Sono state ospiti a Washington di Patricia Smith Melton, una donna che dopo
l'11 settembre ha cercato la risposta a questa domanda: Cos'e' la pace, e
come le donne possono essere sostenute per crearla?
In pochi giorni, sette donne che non avevano mai sentito parlare di lei
hanno risposto "si'" al suo invito ed il loro fine settimana di dialogo,
registrato, ha prodotto 600 pagine di trascrizioni.
Queste sette donne hanno una considerevole esperienza nel lavoro di
costruzione della pace e venivano da cinque differenti parti del mondo: la
dottoressa Azizah Y al-Hibri, musulmana statunitense insegnante di diritto;
Isabel Allende, scrittrice latinoamericana; la dottoressa Hanan Ashrawi,
portavoce del popolo palestinese; Fatima Gailani, afgana, musulmana sunnita,
membro del parlamento afgano (Loya Jirga); Barbara Marx Hubbard, scrittrice
e direttrice di una fondazione per la pace; Alma Jadallah, musulmana
palestinese-americana, facilitatrice nella risoluzione dei conflitti; Susan
Collins Marks, sudafricana, facilitatrice per l'Accordo di pace in
Sudafrica.
Dalle loro conversazioni, le donne hanno concluso che le qualita' che
caratterizzano la pace sono le stesse che caratterizzano le condizioni
necessarie per raggiungerla: riconoscimento della comune umanita';
comunicazione aperta ed ascolto ricettivo; il nutrire, l'interezza e la
guarigione; la giustizia riparatrice che si basa sulla mediazione e sullo
sviluppo di responsabilita' anziche' sulla punizione, che causa altra
sofferenza e umiliazione; democrazia diretta; creativita'; eguaglianza di
diritti.
*
Cio' che e' emerso da questo cerchio di donne e' la fondazione di "Peace x
Peace", un'organizzazione che ha prodotto un documentario sui "cerchi di
donne" che lavorano per la pace in ogni parte del mondo. Il filmato si
chiama "Peace x Peace: costruendo Adalah".
"Adalah", spiega Patricia Smith Melton, "e' una parola araba per cui non
c'e' una traduzione equivalente. Essenzialmente significa "pace
sostanziale", una cosa ben diversa dalla mera fine di un conflitto
violento".
Il documentario ha riportato il lavoro dei cerchi di donne in Afghanistan,
Burundi, Bosnia, Argentina e Usa. "Il filmato, dice ancora Patricia, intende
spiegare ad un vasto numero di persone come il gruppo di cui fanno parte
(sia esso un club di lettrici, un gruppo di preghiera, o quant'altro) possa
formare una direzione verso la pace ed essere direttamente in contatto con
altri gruppi di donne che fanno lo stesso in tutto il mondo, per sostenersi
le une con le altre".
Il cerchio originario di "Peace x Peace" ha mostrato come la struttura
circolare leghi le persone fra loro e permetta di trarre da loro le migliori
idee. Un cerchio e' qualcosa di piu' della somma delle sue componenti. Esso
sostiene le qualita' necessarie a raggiungere e mantenere la pace:
inclusivita', compassione, il chiedere e l'ascoltare, il nutrire ed il
proteggere, il guarire e la giustizia riparatrice.

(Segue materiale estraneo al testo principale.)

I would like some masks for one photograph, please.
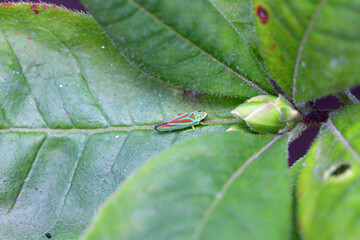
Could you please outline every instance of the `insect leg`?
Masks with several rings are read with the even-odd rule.
[[[194,125],[192,125],[190,130],[186,130],[186,131],[180,133],[180,136],[183,135],[184,133],[192,132],[194,130],[195,130],[195,127],[194,127]]]

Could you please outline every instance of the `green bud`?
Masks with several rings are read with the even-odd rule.
[[[281,95],[250,98],[231,113],[257,133],[282,133],[293,128],[299,119],[299,112]]]

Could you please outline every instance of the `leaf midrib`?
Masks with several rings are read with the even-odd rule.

L'approccio "maschile" alla risoluzione dei conflitti prevede invece il
pensiero lineare, la struttura, la competizione e la gerarchia. Un approccio
che non funziona: sono state uccise piu' persone durante le guerre del
ventesimo secolo che in qualsiasi altro periodo storico.
L'enfasi, nel cerchio, e' verso la costruzione della pace: "Ne siamo
esperte, e dobbiamo informare il processo di cambiamento".
*
Ho incontrato Patricia Smith Melton nel marzo successivo all'incontro, e in
quell'occasione mi ha spiegato i suoi progetti. In quel momento, io ero
preoccupatissima che Bush si stesse muovendo verso una guerra nucleare e
sentivo che dovevamo fare qualcosa al riguardo: mentre mangiavamo insieme,
ho investito Patricia del mio senso d'urgenza.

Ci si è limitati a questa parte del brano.